The remaining problems cover material we may not get to this quarter.

15 Tail bounds

Suppose $X\sim \textsf {Binomial}(6, 0.4)$. We will bound $\Pr (X\ge 4)$ using the tail bounds we’ve learned, and compare this to the true result.

a): Give an upper bound for this probability using Markov’s inequality. Why can we use Markov’s inequality?
b): Give an upper bound for this probability using Chebyshev’s inequality.

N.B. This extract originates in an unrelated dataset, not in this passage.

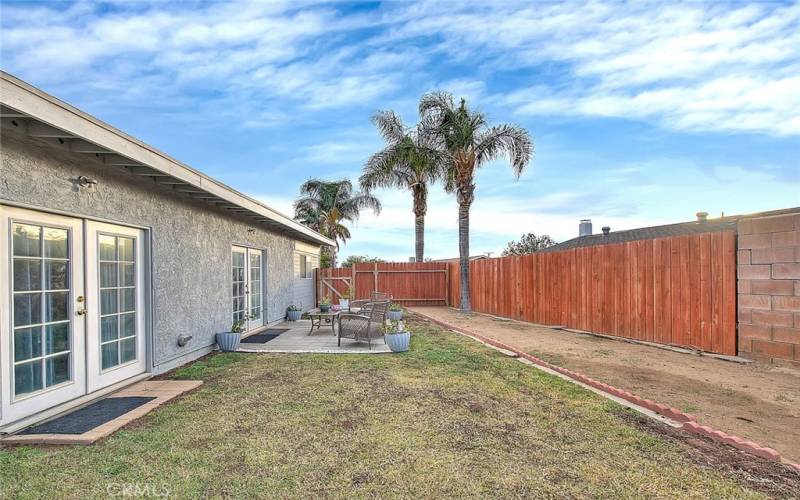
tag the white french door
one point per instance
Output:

You may have to rearrange algebraically and it may result in a weaker bound.
c): Give an upper bound for this probability using the Chernoff bound.
d): Give the exact probability.

16 Exponential Tail Bounds

Let $X \sim \mbox {Exp}(\lambda )$ and $k > 1/\lambda $.

a): Use Markov’s inequality to bound $\Pr (X \geq k)$.
b): Use Markov’s inequality to bound $\Pr (X < k)$.
c): Use Chebyshev’s inequality to bound $\Pr (X \geq k)$.
d): What is the exact formula for $\Pr (X \geq k)$?
e): For $\lambda k \geq 3$, how do the bounds given in parts (a), (c), and (d) compare?

17 Robbie’s Late!

Suppose the probability Robbie is late to teaching lecture on a given day is at most 0.01. Do not make any independence assumptions.

a): Use a Union Bound to bound the probability that Robbie is late at least once over a 30-lecture quarter.
b): Use a Union Bound to bound the probability that Robbie is never late over a 30-lecture quarter.
c): Use a Union Bound to bound the probability that Robbie is late at least once over a 120-lecture quarter.